Sunday, May 1, 2011

SAMPLE & HOLD : morton subotnik / volume 1 :electronic works

For any lover of that Buchla sound, this cd is an essential listen. While this is overall a compelling listen, I am particularly taken by A Sky of Cloudless Sulphur, a piece that explores the percussive sounds that can only be produced by the Buchla. The Opening section begins with chattering mallet strike sounds; around 8:17 the sky explodes with a tumultuous sonic cloud-burst that like the bursts of sound that Stravinsky used to tense displeasure in his 1913 Rite of Spring seems to smack the listener across the room.

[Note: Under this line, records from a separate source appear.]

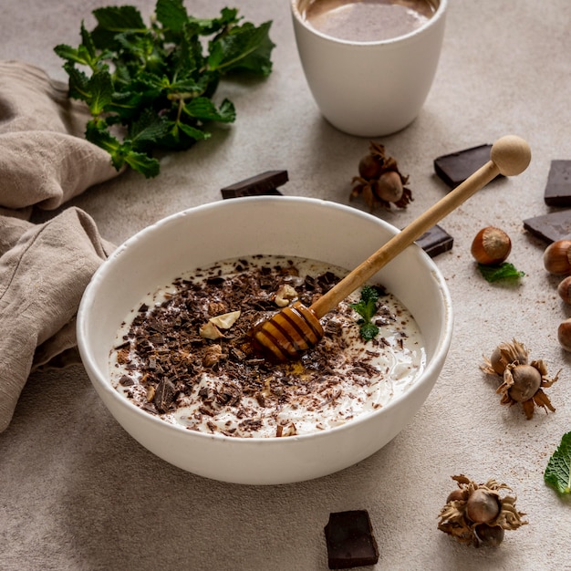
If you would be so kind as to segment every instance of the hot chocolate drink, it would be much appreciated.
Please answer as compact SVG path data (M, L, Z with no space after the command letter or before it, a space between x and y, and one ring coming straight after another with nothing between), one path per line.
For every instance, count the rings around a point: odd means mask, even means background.
M307 24L327 36L373 42L413 32L432 16L431 0L313 0L300 3Z

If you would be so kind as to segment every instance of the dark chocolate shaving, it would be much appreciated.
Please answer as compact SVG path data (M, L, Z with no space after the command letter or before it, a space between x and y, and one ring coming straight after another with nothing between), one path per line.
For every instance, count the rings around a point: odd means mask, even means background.
M456 188L490 161L491 149L490 144L479 145L437 157L434 159L434 171L448 186Z
M379 561L379 548L366 510L330 514L325 535L329 569L348 569Z
M571 238L571 210L526 218L524 220L524 228L547 243L569 239Z
M281 196L278 186L288 181L287 171L266 171L239 182L221 189L222 197L239 198L243 196Z
M175 388L168 379L161 379L155 390L154 405L160 412L166 412L174 402Z
M425 232L416 243L431 257L452 249L454 238L436 224Z

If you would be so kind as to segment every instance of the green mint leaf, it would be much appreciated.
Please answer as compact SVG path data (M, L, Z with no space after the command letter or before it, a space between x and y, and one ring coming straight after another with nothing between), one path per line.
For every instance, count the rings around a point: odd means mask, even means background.
M563 435L561 444L547 462L544 480L557 493L571 494L571 432Z
M89 78L80 69L78 69L73 63L67 61L64 69L69 76L68 95L74 99L79 99L88 103L91 99L89 91Z
M370 341L379 335L379 327L374 323L363 323L358 331L365 341Z
M115 34L126 30L147 29L140 12L135 6L106 6L96 8L92 14L98 21L98 27Z
M108 71L96 71L90 78L88 88L90 97L88 104L93 117L98 117L113 98L113 83Z
M97 26L89 31L81 22L77 48L60 44L54 50L64 60L69 97L91 113L86 138L108 151L117 169L130 165L155 176L154 150L189 149L210 137L204 123L235 119L231 101L213 102L224 74L271 70L271 22L241 26L235 8L202 19L189 16L183 0L156 0L148 26L131 5L98 8L93 16ZM120 137L110 134L112 126L120 126Z
M188 14L182 0L157 0L157 21L172 32L182 32L188 22Z
M208 98L196 98L191 99L182 110L188 117L201 120L232 123L236 119L234 107L228 99L224 99L220 109L216 109Z
M524 272L515 269L513 264L504 262L499 265L485 265L478 264L478 269L487 282L499 282L501 280L516 280L525 275Z
M221 74L241 70L269 75L272 70L270 55L275 47L268 36L271 26L271 22L258 27L246 23L221 36L211 46L210 69Z
M358 302L349 304L349 306L362 317L358 321L361 324L359 333L366 341L370 341L379 334L379 327L371 323L371 318L377 313L378 299L379 291L371 286L364 286L361 289L361 297Z
M93 43L93 38L91 37L91 34L88 32L83 22L81 22L81 46L85 48L88 56L89 57L89 61L95 61L98 57L97 49L95 47L95 44Z
M129 130L129 139L133 148L143 149L151 147L169 131L167 121L163 120L152 109L145 109L140 117L132 123Z

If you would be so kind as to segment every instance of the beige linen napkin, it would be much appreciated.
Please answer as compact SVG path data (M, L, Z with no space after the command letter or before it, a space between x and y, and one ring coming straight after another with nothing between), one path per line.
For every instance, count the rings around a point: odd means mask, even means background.
M52 210L117 176L108 152L84 138L85 105L67 93L38 67L0 62L0 213Z
M93 220L52 210L117 176L83 137L88 114L65 84L22 62L0 62L0 432L29 373L77 361L75 316L91 275L113 249Z

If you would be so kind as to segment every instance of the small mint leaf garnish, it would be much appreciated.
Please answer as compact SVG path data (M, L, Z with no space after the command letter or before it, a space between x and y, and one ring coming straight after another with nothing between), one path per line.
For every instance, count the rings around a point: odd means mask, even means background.
M485 265L478 264L478 269L487 282L493 283L502 280L517 280L525 275L524 272L520 272L513 264L504 262L498 265Z
M361 289L361 298L356 304L349 304L362 317L358 323L360 324L359 333L365 341L370 341L379 334L379 327L371 322L371 318L377 313L377 300L379 292L370 286L365 286Z
M563 435L561 444L549 459L544 480L557 493L571 494L571 431Z

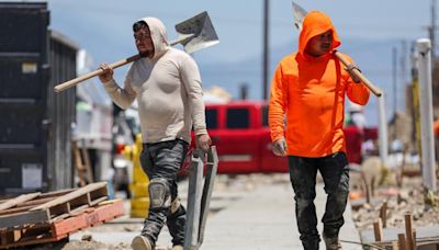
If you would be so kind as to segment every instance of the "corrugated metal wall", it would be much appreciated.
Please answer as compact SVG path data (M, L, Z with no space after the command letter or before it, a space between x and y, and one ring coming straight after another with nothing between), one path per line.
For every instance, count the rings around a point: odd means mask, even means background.
M70 125L76 46L47 30L46 3L0 3L0 194L52 191L72 183Z
M76 88L59 93L54 87L76 77L77 46L59 33L50 33L49 84L47 113L50 121L48 137L48 175L50 190L72 186L71 125L76 120Z

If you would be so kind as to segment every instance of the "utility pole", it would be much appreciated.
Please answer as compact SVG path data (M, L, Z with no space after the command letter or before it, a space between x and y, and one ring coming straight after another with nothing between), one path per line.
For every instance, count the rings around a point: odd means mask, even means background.
M437 0L431 0L431 26L429 27L430 41L431 41L431 58L436 56L436 3Z
M402 104L404 105L405 112L407 112L407 42L405 39L402 41L402 49L401 49L401 57L399 57L399 68L401 68L401 82L403 86L403 96L404 101Z
M268 100L268 82L269 82L269 0L263 0L263 58L262 58L262 98Z
M396 110L397 110L397 88L396 88L396 82L397 82L397 72L396 72L396 67L397 67L397 49L396 47L392 48L392 82L393 82L393 115L396 116Z

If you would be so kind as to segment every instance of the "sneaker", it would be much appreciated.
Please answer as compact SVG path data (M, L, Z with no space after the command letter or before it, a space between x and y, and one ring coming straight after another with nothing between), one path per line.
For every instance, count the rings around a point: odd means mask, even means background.
M131 242L131 247L134 250L153 250L153 246L149 242L148 238L144 236L134 237L133 241Z
M327 250L339 250L341 249L340 241L338 240L338 237L326 237L325 235L323 236L323 240L325 241L325 246Z

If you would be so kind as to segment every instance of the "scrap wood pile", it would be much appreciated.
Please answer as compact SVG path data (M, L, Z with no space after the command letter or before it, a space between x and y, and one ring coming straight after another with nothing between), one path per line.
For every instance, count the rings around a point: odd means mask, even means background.
M98 182L0 200L0 249L58 241L122 216L122 201L106 198L106 182Z
M409 164L384 169L368 159L361 171L352 172L350 204L362 243L372 249L439 249L439 201L426 192L419 170Z

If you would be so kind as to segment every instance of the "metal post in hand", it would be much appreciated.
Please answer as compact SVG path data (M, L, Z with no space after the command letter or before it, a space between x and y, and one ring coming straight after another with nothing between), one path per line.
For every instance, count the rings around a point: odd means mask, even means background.
M420 143L424 185L432 192L437 191L435 172L435 136L432 133L432 93L431 93L431 42L420 38L416 42L418 50L417 66L419 70L419 110Z
M207 152L206 175L203 183L204 154L194 151L189 170L188 215L184 250L198 250L204 239L209 205L217 172L218 157L215 146Z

After this dense build-up, a period of simple quiet ensues, then...Dance, a percussive propulsive section that exploits that Buchla sound beautifully. Two minutes into Dance comes an abrupt silence and then a simple sonic motif finally populated by garbled tones that again fade to silence that slowly evolves into metallic percussive tones, and sonic alien worm-holes that build to waves of layered cacophonous sounds. Percussive sound of a different nature inhabits the final four minutes...then flashes of melodic content begins to dart erratically, negotiating percussive jabs. What has slowly evolved out of a aleatoric sulphuric chattering haze is simply genesis, a beginning.